Maltby Centre discusses mental health service access for university students in Kingston

Maltby Centre encourages students to attend panel discussion on May 2

The Maltby Centre serves the Kingston community as a source of mental health support.

This article discusses mental illness and suicide and may be triggering for some readers. The Canadian Mental Health Association Crisis Line can be reached at 1-800-875-6213.

The Family Advisory Committee at the Maltby Centre is holding a free panel discussion to review and answer questions about mental health services available for families and youth in the Kingston region.

The discussion is scheduled for May 2 as part of Children’s Mental Health Week.

Youth Mental Health Canada (YMHC) reported that mental illness affects 1.2 million children and youth in Canada. According to the report, less than 20 per cent of those individuals will receive the required treatment.
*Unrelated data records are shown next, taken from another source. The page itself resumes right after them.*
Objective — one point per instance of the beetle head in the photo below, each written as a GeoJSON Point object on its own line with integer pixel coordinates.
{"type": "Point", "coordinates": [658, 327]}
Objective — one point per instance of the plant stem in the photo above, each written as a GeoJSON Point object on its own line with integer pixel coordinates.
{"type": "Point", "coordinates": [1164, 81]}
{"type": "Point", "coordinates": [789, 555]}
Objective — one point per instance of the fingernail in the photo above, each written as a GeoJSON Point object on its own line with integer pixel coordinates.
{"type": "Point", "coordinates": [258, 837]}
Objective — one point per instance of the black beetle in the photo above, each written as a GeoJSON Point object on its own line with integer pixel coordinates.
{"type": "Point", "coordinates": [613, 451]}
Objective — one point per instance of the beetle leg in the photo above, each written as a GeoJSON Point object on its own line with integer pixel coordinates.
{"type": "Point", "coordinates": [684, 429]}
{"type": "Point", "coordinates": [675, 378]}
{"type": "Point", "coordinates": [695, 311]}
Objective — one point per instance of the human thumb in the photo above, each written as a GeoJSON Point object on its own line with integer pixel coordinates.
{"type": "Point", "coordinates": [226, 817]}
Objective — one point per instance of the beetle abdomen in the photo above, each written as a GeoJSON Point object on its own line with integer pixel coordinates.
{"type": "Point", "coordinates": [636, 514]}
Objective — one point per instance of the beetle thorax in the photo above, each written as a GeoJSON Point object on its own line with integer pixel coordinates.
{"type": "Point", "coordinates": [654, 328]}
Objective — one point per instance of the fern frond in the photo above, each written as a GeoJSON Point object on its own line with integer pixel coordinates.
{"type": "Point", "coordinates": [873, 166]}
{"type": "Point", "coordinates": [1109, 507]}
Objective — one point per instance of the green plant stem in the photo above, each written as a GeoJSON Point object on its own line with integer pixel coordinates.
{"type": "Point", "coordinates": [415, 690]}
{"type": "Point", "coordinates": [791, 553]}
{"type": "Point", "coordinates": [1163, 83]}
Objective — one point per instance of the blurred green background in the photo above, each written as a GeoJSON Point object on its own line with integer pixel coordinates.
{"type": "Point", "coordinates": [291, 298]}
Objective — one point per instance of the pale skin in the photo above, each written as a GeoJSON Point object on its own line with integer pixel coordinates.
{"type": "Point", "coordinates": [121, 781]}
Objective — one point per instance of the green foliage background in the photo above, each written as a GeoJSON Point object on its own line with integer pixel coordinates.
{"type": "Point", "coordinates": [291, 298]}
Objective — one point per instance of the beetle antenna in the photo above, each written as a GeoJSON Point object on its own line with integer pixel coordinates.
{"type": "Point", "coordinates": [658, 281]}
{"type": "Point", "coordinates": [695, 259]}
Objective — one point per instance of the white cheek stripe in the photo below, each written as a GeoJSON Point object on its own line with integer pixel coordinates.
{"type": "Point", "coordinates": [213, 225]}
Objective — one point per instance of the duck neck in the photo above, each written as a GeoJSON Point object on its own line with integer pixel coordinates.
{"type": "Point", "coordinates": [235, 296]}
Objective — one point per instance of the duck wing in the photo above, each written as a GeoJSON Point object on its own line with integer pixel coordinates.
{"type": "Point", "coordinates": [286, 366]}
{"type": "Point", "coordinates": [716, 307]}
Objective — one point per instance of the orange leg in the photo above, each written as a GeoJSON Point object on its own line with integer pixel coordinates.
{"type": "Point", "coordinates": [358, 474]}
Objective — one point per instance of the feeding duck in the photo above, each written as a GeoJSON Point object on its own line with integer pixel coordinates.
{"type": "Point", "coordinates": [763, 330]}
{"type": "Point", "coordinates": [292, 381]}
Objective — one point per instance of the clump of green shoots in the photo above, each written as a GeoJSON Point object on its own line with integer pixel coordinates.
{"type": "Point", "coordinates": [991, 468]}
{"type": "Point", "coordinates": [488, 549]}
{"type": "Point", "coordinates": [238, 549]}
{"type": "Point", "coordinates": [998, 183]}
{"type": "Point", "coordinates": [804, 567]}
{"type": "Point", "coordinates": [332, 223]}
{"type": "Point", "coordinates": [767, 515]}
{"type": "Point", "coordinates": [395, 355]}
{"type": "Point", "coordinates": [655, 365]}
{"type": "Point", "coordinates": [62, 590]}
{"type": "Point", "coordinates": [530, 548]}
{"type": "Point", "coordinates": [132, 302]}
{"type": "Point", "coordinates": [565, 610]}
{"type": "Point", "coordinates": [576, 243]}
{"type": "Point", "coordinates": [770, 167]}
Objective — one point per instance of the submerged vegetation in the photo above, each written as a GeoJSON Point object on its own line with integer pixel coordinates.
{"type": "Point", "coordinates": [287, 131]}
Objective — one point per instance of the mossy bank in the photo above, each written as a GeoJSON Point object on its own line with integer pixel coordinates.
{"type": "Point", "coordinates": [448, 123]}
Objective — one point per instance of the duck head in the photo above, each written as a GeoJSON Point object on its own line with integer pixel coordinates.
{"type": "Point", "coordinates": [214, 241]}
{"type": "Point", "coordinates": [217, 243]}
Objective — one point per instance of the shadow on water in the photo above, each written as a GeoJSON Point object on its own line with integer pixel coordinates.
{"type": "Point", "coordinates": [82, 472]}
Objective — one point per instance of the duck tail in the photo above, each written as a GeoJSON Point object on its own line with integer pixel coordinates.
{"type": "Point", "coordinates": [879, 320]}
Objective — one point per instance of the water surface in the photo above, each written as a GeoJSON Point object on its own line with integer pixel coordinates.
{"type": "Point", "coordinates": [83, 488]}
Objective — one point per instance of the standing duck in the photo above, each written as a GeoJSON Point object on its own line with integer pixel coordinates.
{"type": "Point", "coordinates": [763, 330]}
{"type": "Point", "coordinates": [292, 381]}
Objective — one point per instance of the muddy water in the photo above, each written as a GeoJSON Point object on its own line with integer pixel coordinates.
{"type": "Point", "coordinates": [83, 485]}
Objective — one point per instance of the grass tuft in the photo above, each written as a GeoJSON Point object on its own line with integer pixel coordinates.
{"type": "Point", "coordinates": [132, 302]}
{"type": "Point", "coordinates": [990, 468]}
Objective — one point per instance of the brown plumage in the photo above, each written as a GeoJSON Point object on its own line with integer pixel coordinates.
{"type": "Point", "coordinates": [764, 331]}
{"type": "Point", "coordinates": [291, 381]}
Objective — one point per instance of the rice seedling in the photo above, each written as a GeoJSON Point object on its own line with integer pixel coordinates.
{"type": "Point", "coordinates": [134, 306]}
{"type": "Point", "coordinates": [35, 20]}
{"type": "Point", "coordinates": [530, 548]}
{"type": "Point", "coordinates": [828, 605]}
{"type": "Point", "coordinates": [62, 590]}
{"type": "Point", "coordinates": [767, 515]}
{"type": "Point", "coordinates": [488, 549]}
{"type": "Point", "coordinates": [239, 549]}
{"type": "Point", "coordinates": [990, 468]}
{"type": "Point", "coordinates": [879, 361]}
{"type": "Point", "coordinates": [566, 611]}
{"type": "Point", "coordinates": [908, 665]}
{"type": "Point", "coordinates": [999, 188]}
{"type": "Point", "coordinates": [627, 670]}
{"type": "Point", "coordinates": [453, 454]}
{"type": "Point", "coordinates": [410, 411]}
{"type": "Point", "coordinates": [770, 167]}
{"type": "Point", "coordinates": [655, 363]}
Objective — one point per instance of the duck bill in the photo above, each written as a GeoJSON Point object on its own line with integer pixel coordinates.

Suicide is the second leading cause of death in youth aged 15 to 24, according to the report.

“It’s important to talk about mental health every day, but this week gives us a chance to highlight and really focus on it,” said Cailin Scott, Maltby Centre Manager—of quality improvement, accreditation, and privacy—in an interview with The Journal.

The Maltby Centre works with Queen’s University’s Psychiatry department on research projects with children, youth, and their families.

The centre has a Youth Advisory Committee, which meets bi-weekly and assesses different policies and aspects, such as ensuring the waiting room environment is “youth-friendly.”

Scott clarified that the centre’s funding through the Ministry of Health covers children ages zero to 18. For 18 to 24-year-olds, Scott said the centre offers a single-session service for those looking for one-on-one mental health support.

“We are looking at ways [to] broaden services to make it more robust than a single session. Right now, that is what we can offer for Queen’s students, and that’s a newer program in our region, so we are excited to expand to that age group,” Scott said.

According to Scott, the pandemic has worsened the mental health crisis, reinforcing the need for Children’s Mental Health Week initiatives.

“At Maltby Centre, we always do what we can to make sure families get service in a timely way, but we are feeling an increase in demand and increase in referrals,” Scott said.  

Despite an increase in demand for services, Scott said the Maltby Centre is looking to branch out and offer more services to university-age students.

Scott acknowledged the challenges that transitioning to university poses to students’ mental health—access to resources.

“Sometimes those [resources] have long waitlists or there are not enough services […] which is why we have the single session model and are always looking for ways that we can expand further,” Scott said.